Analyzing paired data with unknown pairings

Summary of progress towards a better test procedure

analysis
statistics
Author

Ray Pomponio

Published

December 20, 2025

Overview
Concerns about anonymity in experimental design sometimes preclude the pairing of observations within a pre-versus-post intervention study. Such schemes result in paired data with unknown pairings, an issue for practitioners who wish to test for the difference between pre- and post-intervention means, commonly accomplished with the paired t-test. Reliance on a lower-bound estimate of the sample correlation, such as zero, is sensible when pairings are entirely unknown and positive correlation is suspected; this assumption yields the classic two-sample t-test. However, when limited information is available through partially-known pairings, one can improve statistical power by relaxing the assumption of independence.

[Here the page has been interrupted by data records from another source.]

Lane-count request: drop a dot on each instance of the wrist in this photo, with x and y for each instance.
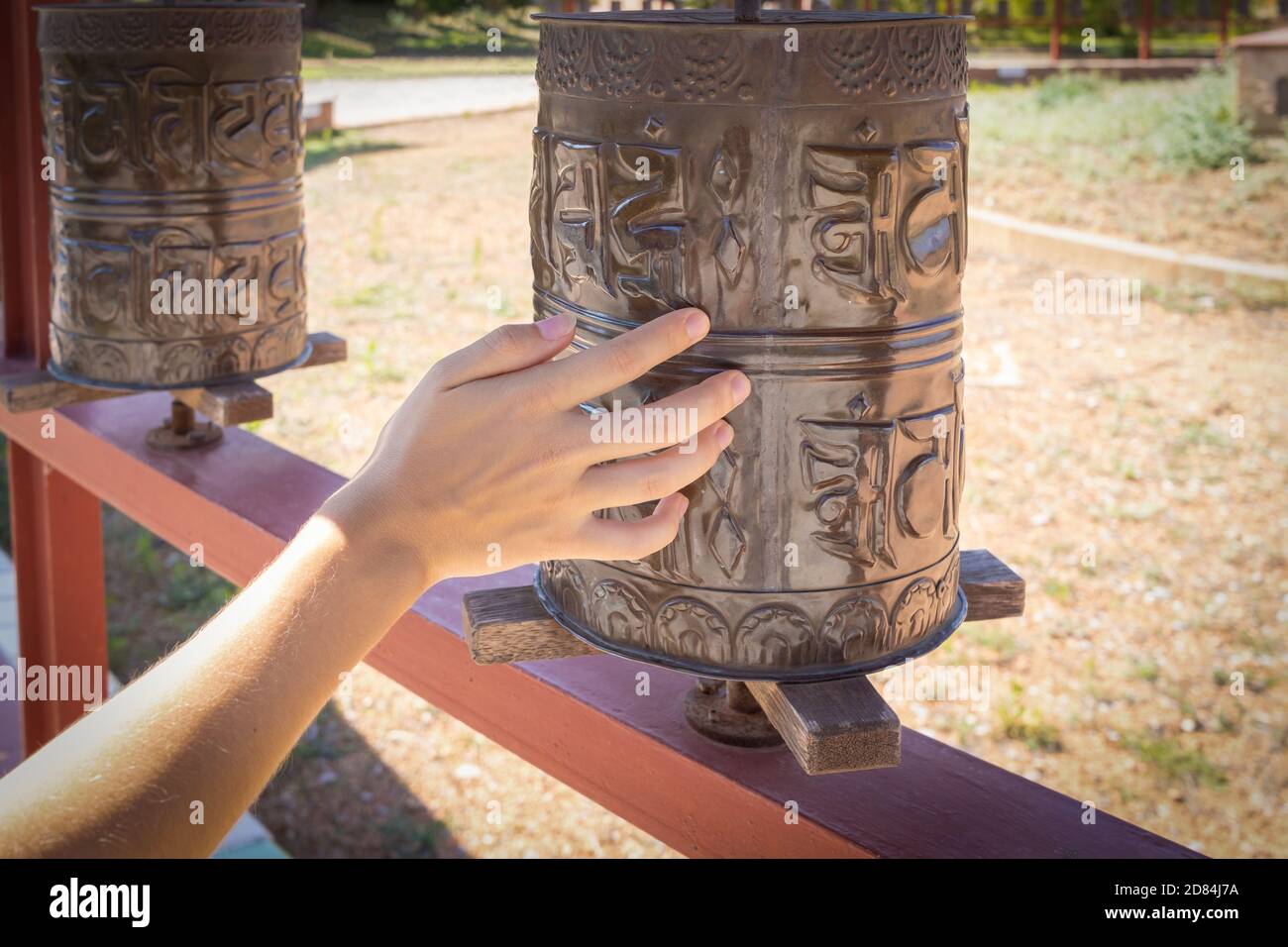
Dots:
(377, 536)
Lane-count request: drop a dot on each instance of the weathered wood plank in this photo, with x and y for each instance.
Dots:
(993, 589)
(240, 402)
(832, 725)
(506, 625)
(34, 390)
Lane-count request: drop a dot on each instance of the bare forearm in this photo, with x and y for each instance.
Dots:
(489, 454)
(168, 764)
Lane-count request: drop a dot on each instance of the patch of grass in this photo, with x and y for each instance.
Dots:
(329, 147)
(1144, 669)
(322, 43)
(410, 838)
(995, 637)
(1057, 589)
(1026, 724)
(1175, 763)
(1064, 88)
(5, 527)
(1202, 129)
(378, 295)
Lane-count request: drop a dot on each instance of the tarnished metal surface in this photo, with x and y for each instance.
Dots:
(805, 184)
(171, 158)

I demonstrate substantial improvement in power attained through an estimate of the sample correlation using partial information, and provide rationale that a test constructed from this estimate would not yield greater-than-nominal type I error probability.

1 Exposition of the Unknown Pairings Problem

We let \((x_i, y_i)\) be a single sample from a bivariate normal distribution. Our random sample consists of independent and identically distributed samples \((x_1,y_1),...,(x_n,y_n)\).

For an approach to non-normally distributed data, see Montgomery et al. (2019).

\[ (x_i, y_i) \sim \text{Normal}(\mu, \Sigma) \] where \(\mu=\pmatrix{\mu_x \\ \mu_y}\) and \(\Sigma=\pmatrix{\sigma_x^2 & \rho\sigma_x\sigma_y \\ \rho\sigma_x\sigma_y & \sigma_y^2}\).

We are often interested in comparing population means \(\mu_x, \mu_y\) using inferential methods; one such approach is the paired t-test, which employs the following test statistic:

\[ t_p=\sqrt{n}\frac{\bar{x}-\bar{y}}{\sqrt{s_x^2+s_y^2-2rs_xs_y}} \] where \(\bar{x},\bar{y}\) are sample means, \(s_x,s_y\) are sample standard deviations, and \(r\) is the sample correlation of \(x, y\).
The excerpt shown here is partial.